First-time director Smith structures his film untraditionally, saving the short rundown of the station’s history largely for the third act, using the scant footage available to him of the years when WFMU was affiliated with Upsala College in East Orange, N.J. That relationship began in 1958 and grew ever more nominal until Upsala’s bankruptcy in 1995 forced longtime station manager Ken Freedman and others to form a nonprofit to claim WFMU as its own. Grainy footage of early on-air prankery, tales of unlivable conditions and round-the-clock machine gun target practices on Upsala’s abandoned post-apocalyptic campus color this section, but the present-day (the movie was shot over a few years) dominates. Smith follows Freedman on drives, on a boat for a lake-based broadcast and listener meetup, down into the WFMU basement to address an internet outage, and into meetings which largely revolve around a budget crisis that requires an emergency fundraiser. This might all sound unsexy, and it defiantly is (although Freedman, with his silver fox surfer’s physique, is something of a freeform hunk), since keeping this passion project afloat is hard work. Smith does manufacture some real drama from the critical fundraiser, but largely he shows a Wiseman-like respect for the day-to-day heroics that keep the lights on.

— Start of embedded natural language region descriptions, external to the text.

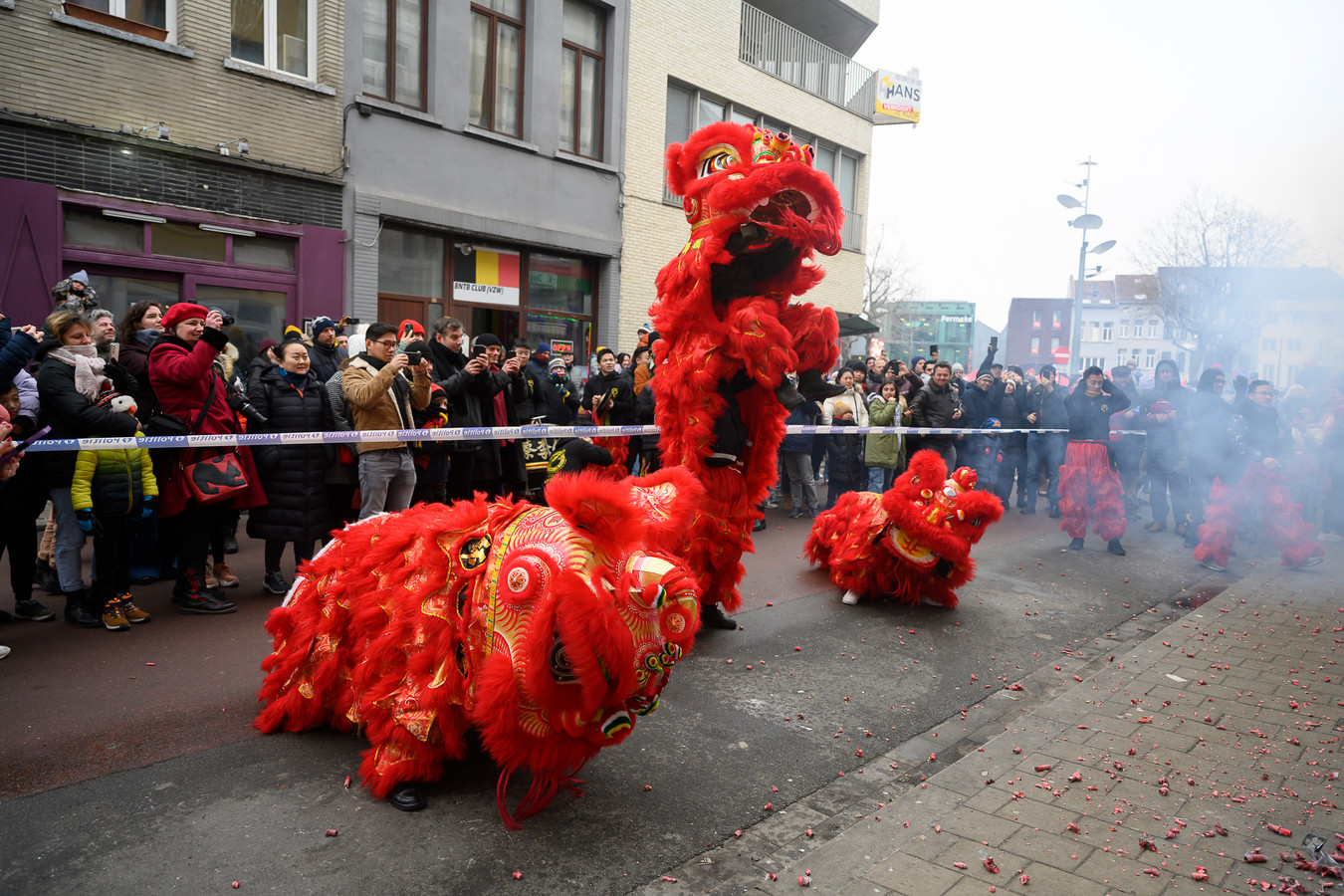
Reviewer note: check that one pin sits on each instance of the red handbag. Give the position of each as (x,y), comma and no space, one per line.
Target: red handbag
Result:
(217,479)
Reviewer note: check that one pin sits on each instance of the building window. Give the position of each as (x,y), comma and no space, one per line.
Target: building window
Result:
(582,80)
(394,50)
(276,34)
(498,66)
(410,262)
(158,15)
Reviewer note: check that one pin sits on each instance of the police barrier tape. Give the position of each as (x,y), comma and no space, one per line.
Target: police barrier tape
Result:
(365,437)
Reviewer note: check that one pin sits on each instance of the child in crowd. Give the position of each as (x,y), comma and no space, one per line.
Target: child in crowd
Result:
(844,456)
(112,491)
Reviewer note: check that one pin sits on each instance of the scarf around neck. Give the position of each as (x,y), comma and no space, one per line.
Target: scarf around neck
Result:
(88,367)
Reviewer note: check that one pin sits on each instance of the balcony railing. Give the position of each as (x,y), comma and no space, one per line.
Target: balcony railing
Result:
(793,57)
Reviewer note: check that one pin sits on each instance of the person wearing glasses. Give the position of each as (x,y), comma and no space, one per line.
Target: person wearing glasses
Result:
(380,396)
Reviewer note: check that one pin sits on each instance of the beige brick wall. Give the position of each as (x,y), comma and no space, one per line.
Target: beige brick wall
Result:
(698,45)
(87,78)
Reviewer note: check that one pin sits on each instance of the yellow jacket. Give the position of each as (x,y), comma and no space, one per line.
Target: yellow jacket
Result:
(112,481)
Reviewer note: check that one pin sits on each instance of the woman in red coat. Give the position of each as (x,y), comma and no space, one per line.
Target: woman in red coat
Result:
(181,369)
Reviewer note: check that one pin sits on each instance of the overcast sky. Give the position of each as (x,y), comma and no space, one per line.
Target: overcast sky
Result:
(1238,99)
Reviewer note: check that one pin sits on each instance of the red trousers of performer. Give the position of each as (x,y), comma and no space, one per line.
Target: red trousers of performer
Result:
(1089,489)
(1265,492)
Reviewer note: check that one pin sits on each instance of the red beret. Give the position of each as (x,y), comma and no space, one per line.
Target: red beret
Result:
(180,312)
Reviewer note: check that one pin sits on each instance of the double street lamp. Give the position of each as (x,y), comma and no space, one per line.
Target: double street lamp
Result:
(1083,222)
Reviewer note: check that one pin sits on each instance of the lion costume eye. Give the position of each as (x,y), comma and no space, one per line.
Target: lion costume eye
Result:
(717,158)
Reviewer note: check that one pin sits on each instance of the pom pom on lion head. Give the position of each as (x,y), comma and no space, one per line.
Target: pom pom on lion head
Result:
(756,204)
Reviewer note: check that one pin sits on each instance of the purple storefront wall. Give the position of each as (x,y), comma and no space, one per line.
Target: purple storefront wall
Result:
(31,251)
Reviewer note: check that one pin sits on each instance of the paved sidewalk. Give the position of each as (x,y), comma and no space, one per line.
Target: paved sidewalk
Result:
(1149,764)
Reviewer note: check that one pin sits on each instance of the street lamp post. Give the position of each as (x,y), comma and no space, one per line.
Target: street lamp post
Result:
(1083,222)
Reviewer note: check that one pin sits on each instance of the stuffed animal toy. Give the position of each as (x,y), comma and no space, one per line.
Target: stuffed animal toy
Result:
(911,543)
(546,629)
(759,212)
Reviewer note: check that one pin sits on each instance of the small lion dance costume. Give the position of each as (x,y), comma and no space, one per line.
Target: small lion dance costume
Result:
(759,211)
(548,629)
(913,542)
(1262,493)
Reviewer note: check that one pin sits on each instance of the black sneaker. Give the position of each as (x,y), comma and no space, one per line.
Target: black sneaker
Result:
(275,583)
(33,610)
(202,603)
(711,617)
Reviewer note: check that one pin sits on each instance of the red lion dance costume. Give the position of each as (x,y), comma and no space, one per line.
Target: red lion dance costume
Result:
(759,211)
(546,629)
(1260,491)
(913,542)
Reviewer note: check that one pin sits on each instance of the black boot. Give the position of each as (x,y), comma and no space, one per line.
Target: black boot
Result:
(816,388)
(199,600)
(407,796)
(711,617)
(80,610)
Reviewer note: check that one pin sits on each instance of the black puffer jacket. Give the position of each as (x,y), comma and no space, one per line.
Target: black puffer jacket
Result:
(73,416)
(844,454)
(295,476)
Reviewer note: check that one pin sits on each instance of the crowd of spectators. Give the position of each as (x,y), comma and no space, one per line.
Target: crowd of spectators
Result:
(173,514)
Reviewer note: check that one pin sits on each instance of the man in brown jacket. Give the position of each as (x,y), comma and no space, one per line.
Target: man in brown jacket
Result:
(380,398)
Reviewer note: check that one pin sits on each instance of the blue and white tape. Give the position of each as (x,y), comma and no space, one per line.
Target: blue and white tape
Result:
(367,437)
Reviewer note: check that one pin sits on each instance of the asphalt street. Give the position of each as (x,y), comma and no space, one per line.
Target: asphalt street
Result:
(129,765)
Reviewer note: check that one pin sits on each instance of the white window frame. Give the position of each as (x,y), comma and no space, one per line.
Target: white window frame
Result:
(271,45)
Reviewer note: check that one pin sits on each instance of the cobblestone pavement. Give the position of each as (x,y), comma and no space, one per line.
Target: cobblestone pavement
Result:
(1159,765)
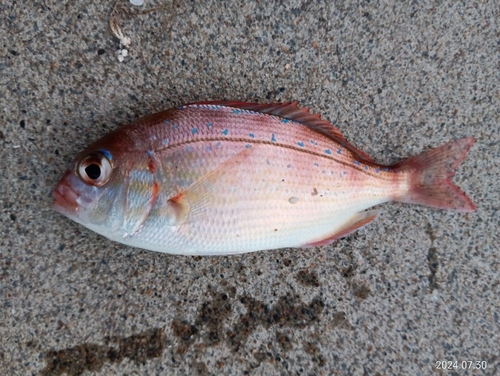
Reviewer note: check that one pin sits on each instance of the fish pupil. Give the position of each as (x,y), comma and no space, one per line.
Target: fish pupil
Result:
(93,171)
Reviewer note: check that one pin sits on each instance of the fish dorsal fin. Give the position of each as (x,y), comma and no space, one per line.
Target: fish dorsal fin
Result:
(291,111)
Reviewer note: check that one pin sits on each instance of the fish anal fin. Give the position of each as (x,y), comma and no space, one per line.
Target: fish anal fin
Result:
(291,111)
(358,221)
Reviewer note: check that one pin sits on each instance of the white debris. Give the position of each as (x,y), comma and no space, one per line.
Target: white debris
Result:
(120,54)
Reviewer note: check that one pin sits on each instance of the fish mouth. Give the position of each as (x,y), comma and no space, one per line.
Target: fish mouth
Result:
(65,199)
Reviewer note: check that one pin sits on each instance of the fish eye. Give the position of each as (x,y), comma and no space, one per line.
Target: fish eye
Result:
(95,169)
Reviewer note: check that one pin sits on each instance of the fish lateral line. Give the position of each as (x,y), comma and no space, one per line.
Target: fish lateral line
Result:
(373,170)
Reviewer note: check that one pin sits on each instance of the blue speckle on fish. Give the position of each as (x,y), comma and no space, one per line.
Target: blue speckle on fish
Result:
(107,154)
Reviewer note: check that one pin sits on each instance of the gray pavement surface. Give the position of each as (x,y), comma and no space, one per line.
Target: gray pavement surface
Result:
(416,287)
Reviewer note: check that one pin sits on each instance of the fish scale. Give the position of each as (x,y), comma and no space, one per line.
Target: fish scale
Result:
(218,178)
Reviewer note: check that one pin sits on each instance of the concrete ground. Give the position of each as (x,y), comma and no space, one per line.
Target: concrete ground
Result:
(417,287)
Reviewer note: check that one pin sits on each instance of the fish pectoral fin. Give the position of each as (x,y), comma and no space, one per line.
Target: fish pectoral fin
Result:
(206,192)
(355,223)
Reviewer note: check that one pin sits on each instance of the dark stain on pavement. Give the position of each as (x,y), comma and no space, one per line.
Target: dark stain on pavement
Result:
(91,357)
(288,311)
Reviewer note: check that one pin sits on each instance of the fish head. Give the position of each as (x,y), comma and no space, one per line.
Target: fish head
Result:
(109,186)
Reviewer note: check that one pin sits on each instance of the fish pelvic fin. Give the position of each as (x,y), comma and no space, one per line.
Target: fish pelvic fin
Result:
(431,173)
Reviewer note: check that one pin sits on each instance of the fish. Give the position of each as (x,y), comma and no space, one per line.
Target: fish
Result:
(230,177)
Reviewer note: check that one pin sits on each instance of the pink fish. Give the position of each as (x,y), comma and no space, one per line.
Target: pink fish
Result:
(220,178)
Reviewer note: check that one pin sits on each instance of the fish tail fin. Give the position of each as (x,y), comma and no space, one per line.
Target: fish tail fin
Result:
(431,173)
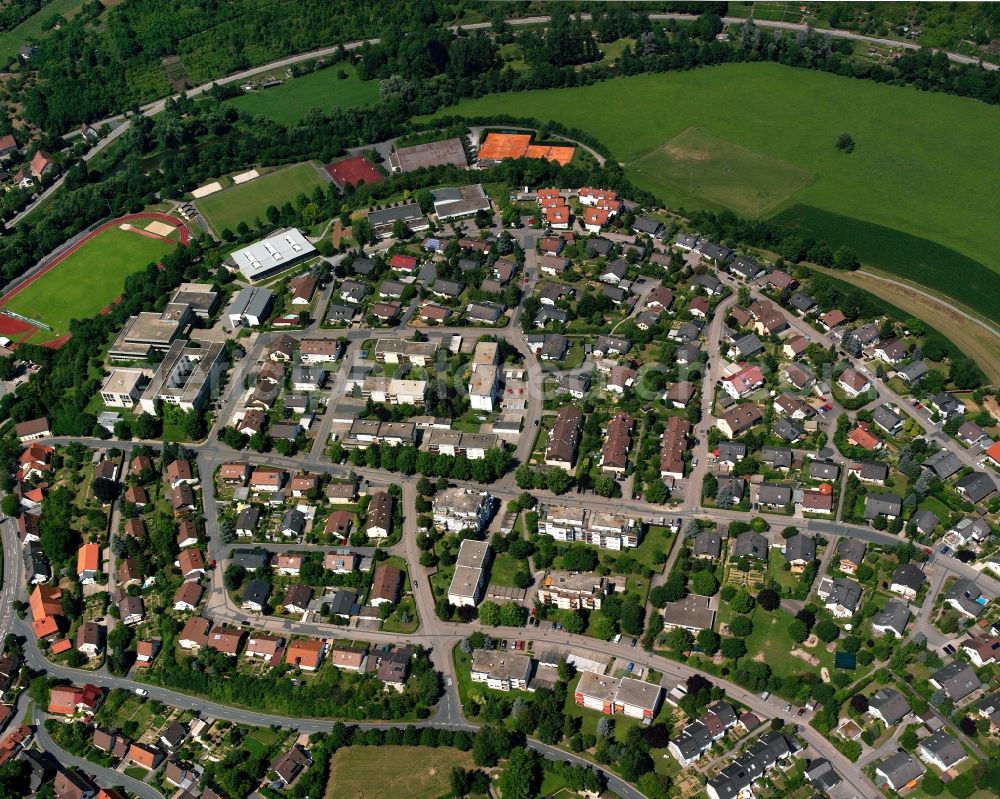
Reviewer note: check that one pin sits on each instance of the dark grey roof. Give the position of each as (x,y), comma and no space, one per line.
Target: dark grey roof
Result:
(908,575)
(819,470)
(750,544)
(786,429)
(913,371)
(251,558)
(964,593)
(872,470)
(845,592)
(777,457)
(731,451)
(644,224)
(890,704)
(800,547)
(924,520)
(257,591)
(852,549)
(769,494)
(944,747)
(976,486)
(943,463)
(748,345)
(958,680)
(895,615)
(882,505)
(694,740)
(946,404)
(801,302)
(886,418)
(710,282)
(598,246)
(746,266)
(821,775)
(707,543)
(900,769)
(294,520)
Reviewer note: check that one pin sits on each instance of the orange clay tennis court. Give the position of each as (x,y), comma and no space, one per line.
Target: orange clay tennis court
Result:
(499,146)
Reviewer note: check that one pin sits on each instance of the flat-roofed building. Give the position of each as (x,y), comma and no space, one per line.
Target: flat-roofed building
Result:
(382,221)
(187,374)
(390,391)
(200,296)
(460,202)
(461,509)
(123,387)
(149,331)
(564,438)
(250,307)
(573,591)
(417,353)
(466,589)
(672,447)
(281,250)
(501,671)
(562,522)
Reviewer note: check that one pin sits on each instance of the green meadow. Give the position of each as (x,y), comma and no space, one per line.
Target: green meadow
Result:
(919,171)
(323,89)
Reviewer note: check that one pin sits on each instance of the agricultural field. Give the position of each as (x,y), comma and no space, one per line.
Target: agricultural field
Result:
(86,281)
(416,772)
(250,201)
(323,89)
(31,28)
(726,174)
(900,177)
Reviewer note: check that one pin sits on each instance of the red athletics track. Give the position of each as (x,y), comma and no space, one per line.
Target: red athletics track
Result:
(15,327)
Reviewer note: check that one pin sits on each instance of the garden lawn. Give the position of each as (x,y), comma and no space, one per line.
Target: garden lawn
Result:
(31,29)
(504,569)
(292,100)
(416,772)
(250,201)
(916,170)
(771,640)
(87,281)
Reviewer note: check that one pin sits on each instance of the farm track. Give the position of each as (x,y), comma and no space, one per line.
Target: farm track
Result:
(975,338)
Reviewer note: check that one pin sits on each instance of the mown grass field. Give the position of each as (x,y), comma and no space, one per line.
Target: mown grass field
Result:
(289,102)
(416,772)
(745,181)
(31,28)
(88,280)
(250,201)
(917,168)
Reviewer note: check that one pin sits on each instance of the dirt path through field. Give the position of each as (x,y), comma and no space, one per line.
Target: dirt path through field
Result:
(976,339)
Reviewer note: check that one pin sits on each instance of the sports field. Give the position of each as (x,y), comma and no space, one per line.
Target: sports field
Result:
(87,280)
(416,772)
(250,201)
(289,102)
(917,168)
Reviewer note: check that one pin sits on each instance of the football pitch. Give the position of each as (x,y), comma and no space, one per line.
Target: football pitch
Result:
(250,201)
(87,280)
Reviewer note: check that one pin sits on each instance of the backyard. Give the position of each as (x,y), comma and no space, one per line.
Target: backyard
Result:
(416,772)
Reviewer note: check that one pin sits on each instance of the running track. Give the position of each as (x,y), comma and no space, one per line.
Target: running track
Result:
(183,233)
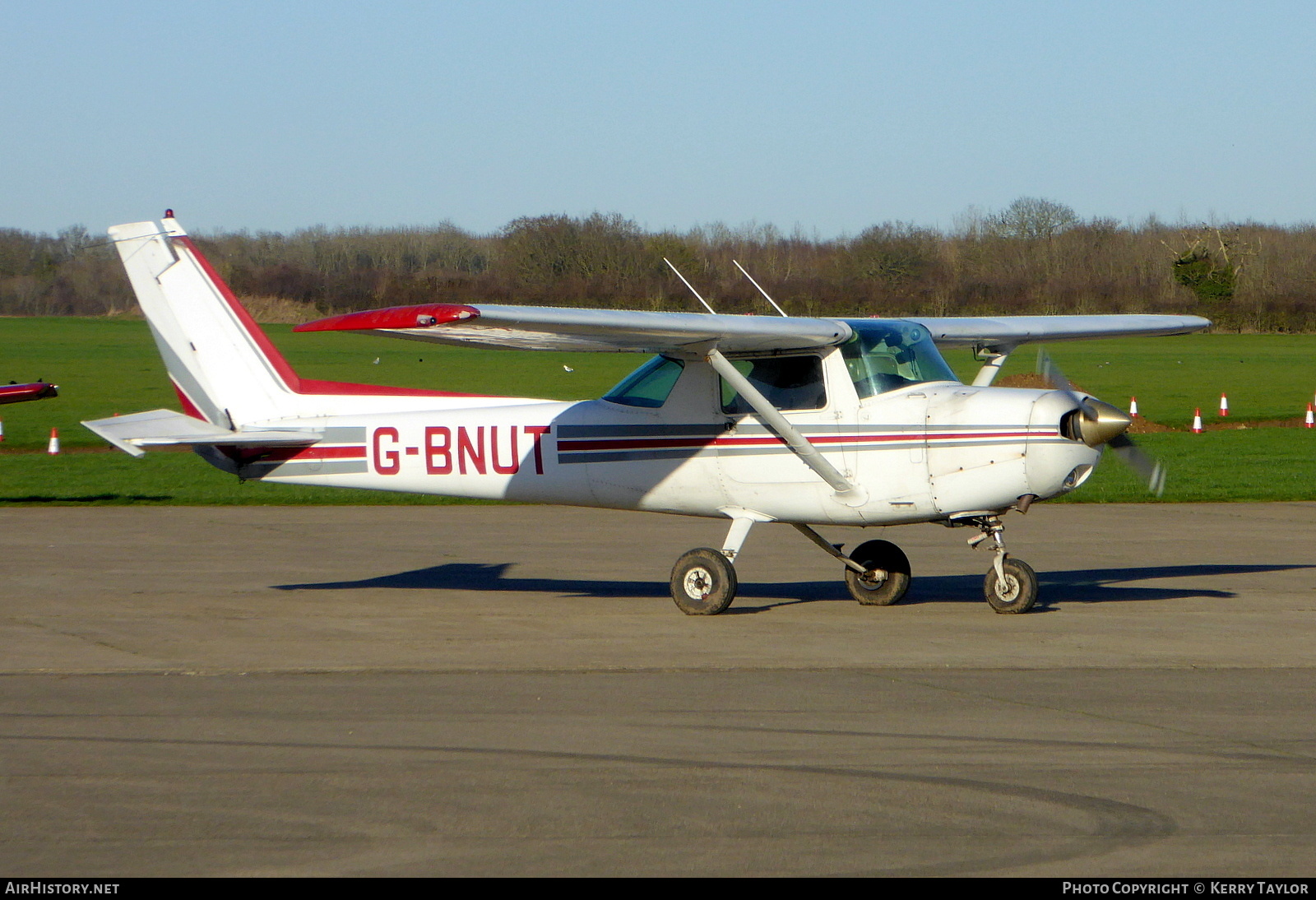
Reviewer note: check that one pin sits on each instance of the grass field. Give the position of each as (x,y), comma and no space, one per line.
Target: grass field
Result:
(111,366)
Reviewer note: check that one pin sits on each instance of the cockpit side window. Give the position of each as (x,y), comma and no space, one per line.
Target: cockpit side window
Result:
(649,386)
(886,355)
(787,382)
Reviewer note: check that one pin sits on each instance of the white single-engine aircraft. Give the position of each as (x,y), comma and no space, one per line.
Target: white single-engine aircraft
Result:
(752,419)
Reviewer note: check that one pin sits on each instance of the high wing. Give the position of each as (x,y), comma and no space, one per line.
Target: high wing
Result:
(1006,332)
(561,328)
(558,328)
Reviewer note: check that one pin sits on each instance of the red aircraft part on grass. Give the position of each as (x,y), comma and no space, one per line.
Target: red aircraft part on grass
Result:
(23,392)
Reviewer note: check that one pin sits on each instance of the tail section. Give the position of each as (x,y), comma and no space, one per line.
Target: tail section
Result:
(221,364)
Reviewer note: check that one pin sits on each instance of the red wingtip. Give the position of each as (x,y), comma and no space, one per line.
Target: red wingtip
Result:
(394,318)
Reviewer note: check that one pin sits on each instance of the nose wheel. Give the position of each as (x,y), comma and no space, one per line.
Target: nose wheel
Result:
(1013,590)
(1011,584)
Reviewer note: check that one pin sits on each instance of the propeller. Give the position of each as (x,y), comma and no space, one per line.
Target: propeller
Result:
(1096,423)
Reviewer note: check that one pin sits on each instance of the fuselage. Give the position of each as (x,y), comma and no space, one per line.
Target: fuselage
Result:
(673,440)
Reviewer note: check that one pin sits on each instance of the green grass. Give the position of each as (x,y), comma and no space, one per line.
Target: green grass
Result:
(1267,377)
(111,366)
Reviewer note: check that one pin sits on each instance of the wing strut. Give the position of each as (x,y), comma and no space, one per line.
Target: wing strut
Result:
(993,360)
(846,492)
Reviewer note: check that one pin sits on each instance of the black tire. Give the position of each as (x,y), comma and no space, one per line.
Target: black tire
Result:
(887,557)
(1019,591)
(703,582)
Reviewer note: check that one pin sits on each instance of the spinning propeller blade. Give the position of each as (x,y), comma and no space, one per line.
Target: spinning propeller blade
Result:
(1099,423)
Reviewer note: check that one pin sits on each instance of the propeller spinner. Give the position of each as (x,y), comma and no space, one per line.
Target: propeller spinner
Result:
(1096,423)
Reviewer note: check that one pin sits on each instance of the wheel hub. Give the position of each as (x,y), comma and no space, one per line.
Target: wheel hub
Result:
(1007,588)
(697,583)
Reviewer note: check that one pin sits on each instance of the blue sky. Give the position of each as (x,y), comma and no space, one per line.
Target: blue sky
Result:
(822,116)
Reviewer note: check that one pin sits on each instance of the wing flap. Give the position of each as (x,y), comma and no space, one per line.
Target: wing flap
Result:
(616,331)
(161,428)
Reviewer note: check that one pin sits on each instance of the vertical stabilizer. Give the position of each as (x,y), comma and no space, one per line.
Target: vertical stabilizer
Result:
(223,366)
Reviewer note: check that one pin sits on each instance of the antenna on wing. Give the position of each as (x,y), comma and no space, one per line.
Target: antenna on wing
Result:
(688,285)
(760,289)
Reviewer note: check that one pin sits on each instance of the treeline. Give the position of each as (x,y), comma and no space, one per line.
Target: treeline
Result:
(1033,257)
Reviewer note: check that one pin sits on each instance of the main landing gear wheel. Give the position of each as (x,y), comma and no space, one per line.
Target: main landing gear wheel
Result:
(1017,592)
(878,591)
(703,582)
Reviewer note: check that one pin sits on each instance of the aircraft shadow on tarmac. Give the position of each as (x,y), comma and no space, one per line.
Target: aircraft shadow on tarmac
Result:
(1076,586)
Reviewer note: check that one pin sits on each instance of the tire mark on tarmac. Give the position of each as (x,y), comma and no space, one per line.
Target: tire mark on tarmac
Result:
(1116,824)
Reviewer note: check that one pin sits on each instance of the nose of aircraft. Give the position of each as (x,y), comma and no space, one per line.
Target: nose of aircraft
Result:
(1096,423)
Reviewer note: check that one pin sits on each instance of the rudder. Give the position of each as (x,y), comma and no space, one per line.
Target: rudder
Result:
(223,366)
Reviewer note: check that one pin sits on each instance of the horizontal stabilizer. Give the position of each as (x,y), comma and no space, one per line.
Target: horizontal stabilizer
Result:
(162,428)
(559,328)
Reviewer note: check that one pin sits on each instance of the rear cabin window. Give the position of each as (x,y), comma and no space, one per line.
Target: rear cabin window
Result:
(649,386)
(787,382)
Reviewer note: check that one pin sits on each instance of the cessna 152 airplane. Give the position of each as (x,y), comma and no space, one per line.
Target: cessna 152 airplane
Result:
(750,419)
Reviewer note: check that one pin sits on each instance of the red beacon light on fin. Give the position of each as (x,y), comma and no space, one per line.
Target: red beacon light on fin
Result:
(394,318)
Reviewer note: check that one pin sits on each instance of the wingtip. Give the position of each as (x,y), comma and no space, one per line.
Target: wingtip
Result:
(392,318)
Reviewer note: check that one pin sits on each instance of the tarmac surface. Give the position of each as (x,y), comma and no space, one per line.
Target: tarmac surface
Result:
(511,691)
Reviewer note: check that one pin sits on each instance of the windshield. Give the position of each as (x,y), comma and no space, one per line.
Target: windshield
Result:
(649,384)
(885,355)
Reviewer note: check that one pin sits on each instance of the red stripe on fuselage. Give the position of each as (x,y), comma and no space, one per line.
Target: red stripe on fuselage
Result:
(640,443)
(313,452)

Smith gives screen time to some of the more illustrious current and former on-air personalities, and it’s their mixed feelings about the pros and cons of pouring so much time and energy into unpaid work that best counterbalance the documentary’s general loving regard for the station and Freedman. Jim “The Hound” Marshall piloted a successful show focusing on obscure rockabilly, soul and garage nuggets, helping put WFMU on the map. But during one particularly silent fundraiser, Marshall decided he’d had enough of busting his ass “so Ken doesn’t have to get a real job,” and was banned for life for telling listeners not to bother donating. Another DJ says WFMU “is a democracy up to a point… but like any functioning system there has to be a bit of fascism as well.” Tom Scharpling is more measured. He hosted “The Best Show on WFMU” from 2000-2013. He started out playing records before transforming the show into three hours of phone calls and comedy. After years of guff from colleagues, the show became the station’s biggest cash cow. Scharpling’s only sort of tongue-in-cheek gripes about his underappreciation helped lead to his real exit to the world of podcasting (where his griping gloriously continues) in 2014. Famous listeners like Matt Groening and Adam Horovitz express their WFMU love, and there’s a poignant detour with one of the station’s legion volunteers, who shares that at the station he finally found “his people,” and felt less alone. A peppy but anodyne and innocuous score—particularly disappointing considering the subject matter, and acres of LPs glimpsed—is the only downside to this affectionate look at the difficult task of maintaining the beautiful anomaly of WFMU.